Samsung lives off the good enough, everything about the S5 is good, not great, and it has proven time and time again, if your product is good enough and you get the marketing right you success. Again HTC/Nokia didn't have good enough products, HTC had a line of product that used crappy bloated software, sub par battery life, Nokia had sub par software, touch technology and so on. Outside of having lovely devices if the overall experience is bad, it is hardly a redeaming fact.

Moreover today we have a HTC M8, that focused so much on reaching 90% metal, a fact I have never heard anyone in the real word use, they dropped the ball and released the same camera hardware, have a huge bezel on the front, IMO degraded in design, its much harder to hold since it is so curvy. The biggest fault of the M7 was the camera, everyone loved the design, be it a Android fan or iOS fan, yet they decided to focus the bulk of the money/resource on improving that, and stalled on the camera, the weakest spot of the device. Makes no sense too me

I'm with you on this, Rene. I would've been fine with Samsung being allowed to have a little kiosk in there showing off the S5 or whatever, but they shouldn't be allowed to re-name a terminal (if only temporarily) because of the potential confusion it could cause. The last thing people need in an airport (especially an airport they're not familiar with) is more confusion and difficulty finding the terminal they're looking for.

I like your idea of having company-sponsored technology in there as a subtle form of advertising, like maybe some new Samsung screens that display arrival and departure times, that sort of thing. That'd be much more tasteful and discreet.

Rene is right about brand marketing.

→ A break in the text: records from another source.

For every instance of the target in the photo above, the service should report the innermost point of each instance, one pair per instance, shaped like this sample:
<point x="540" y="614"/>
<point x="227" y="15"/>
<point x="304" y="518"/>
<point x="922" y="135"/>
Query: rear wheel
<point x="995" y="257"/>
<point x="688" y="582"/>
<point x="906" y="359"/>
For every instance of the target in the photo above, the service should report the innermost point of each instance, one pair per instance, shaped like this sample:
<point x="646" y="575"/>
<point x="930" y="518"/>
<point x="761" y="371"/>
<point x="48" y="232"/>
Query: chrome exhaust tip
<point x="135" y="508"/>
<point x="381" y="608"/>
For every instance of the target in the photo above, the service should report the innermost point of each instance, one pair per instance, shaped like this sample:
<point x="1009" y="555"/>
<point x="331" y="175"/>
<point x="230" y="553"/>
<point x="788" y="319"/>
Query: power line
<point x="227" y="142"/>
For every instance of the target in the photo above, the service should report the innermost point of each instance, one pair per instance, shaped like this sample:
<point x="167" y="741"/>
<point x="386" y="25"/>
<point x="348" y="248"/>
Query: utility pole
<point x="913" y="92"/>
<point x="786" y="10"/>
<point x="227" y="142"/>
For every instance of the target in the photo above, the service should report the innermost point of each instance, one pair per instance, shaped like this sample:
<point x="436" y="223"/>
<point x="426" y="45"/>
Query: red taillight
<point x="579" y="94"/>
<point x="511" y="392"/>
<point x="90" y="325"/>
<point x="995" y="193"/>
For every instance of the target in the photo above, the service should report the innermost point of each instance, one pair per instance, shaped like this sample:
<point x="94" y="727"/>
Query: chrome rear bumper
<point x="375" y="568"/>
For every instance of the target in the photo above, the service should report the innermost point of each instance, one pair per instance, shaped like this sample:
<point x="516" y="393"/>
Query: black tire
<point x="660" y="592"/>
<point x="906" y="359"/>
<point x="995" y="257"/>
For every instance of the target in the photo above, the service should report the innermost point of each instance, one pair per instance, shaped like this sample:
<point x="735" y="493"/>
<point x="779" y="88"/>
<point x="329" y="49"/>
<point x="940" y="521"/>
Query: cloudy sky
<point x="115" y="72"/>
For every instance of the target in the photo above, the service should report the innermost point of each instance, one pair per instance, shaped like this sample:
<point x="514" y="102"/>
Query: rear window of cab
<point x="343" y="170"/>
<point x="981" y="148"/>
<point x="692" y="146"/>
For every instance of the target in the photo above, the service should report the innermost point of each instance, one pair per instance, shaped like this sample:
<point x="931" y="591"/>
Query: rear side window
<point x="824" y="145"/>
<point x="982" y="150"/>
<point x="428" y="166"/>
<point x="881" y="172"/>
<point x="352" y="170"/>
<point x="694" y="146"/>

And companies keeping their name out there does make people feel (IMore) comfortable about a brand. That's why Samsung does it. Along with every big corporation out there. They buy naming rights to Ball Barks, Sports Cars, City Buildings, highways, etc. That's business. And the companies and airports that let them do it our also doing business. So if you have something that your okay with selling the naming rights too and you turned down an offer from Samsung or anyone else for that matter, then your not doing your business. So there's nothing wrong with what either Samsung or Heathrow have done here. So it's a non story. And if people can't grasp that S5 is terminal 5 them God help them!

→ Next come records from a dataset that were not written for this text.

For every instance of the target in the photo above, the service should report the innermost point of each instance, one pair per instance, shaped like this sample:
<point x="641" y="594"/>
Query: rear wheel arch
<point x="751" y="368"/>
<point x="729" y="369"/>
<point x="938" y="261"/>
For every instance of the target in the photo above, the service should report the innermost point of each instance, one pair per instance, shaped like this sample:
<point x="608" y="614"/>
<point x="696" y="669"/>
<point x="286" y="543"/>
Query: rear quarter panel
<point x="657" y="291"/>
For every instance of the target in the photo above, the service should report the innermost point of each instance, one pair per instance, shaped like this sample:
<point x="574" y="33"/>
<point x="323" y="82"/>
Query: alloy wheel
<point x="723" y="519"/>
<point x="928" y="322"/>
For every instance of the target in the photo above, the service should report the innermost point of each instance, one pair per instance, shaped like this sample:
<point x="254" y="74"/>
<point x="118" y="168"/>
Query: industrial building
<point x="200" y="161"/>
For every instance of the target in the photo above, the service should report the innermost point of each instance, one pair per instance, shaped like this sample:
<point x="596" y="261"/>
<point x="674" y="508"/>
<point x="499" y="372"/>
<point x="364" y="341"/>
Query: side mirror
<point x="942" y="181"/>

Let us wait till we see how much blanketed the ad campaign will be. Perhaps, it may be tastefully done, without coming in the way of signages and not hampering travellers.

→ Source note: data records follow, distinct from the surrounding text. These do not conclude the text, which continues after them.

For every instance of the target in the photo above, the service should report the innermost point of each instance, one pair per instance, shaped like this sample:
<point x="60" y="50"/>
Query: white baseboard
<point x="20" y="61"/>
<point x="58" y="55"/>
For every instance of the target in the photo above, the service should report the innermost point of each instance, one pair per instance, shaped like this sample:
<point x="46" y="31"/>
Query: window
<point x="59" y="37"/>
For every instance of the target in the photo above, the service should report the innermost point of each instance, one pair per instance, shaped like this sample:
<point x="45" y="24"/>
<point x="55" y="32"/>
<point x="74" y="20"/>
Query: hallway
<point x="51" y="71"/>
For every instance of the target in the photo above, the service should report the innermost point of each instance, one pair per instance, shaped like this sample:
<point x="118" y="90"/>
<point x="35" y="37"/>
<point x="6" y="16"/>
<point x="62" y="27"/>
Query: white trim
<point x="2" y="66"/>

First of all, I completely agree with Rene that money and advertising has yet again encroached on the wellbeing of citizens. Not that it's a matter of life and death, but think of the needs of the average passenger or even the risk of crowding where there wasn't one before. Unfortunately, this is par the course for our society as a whole. Ten years ago, this might have been exposed in the media as the ridiculous stunt that it is - but not now. Now we expect it and so no one says anything. This story actually reminds me, a musician, of how songs from the popular American songbook have worked their way into yogurt and tire commercials. Sure they can use Ella Fitzgerald or Sarah Vaughan to sell car insurance...but should they? No one is protecting whatever sacred institutions we still have left.

Our arena used to be called the Bi-Lo Center, named for a grocery store chain. Now it's the Bon Secours Wellness Arena, named for a hospital. I hate corporate naming!

Interesting way to wake up, right Rene? For my two cents I don't like over the top hype by anybody. I prefer ads that promote their products and performance and not trash other peoples choices. As for something like Samsungs hype vs actual ads I find it annoying because of the discrepancy of what was actually done. That Heathrow issued a statement seems to show this was not how they thought this campaign would go.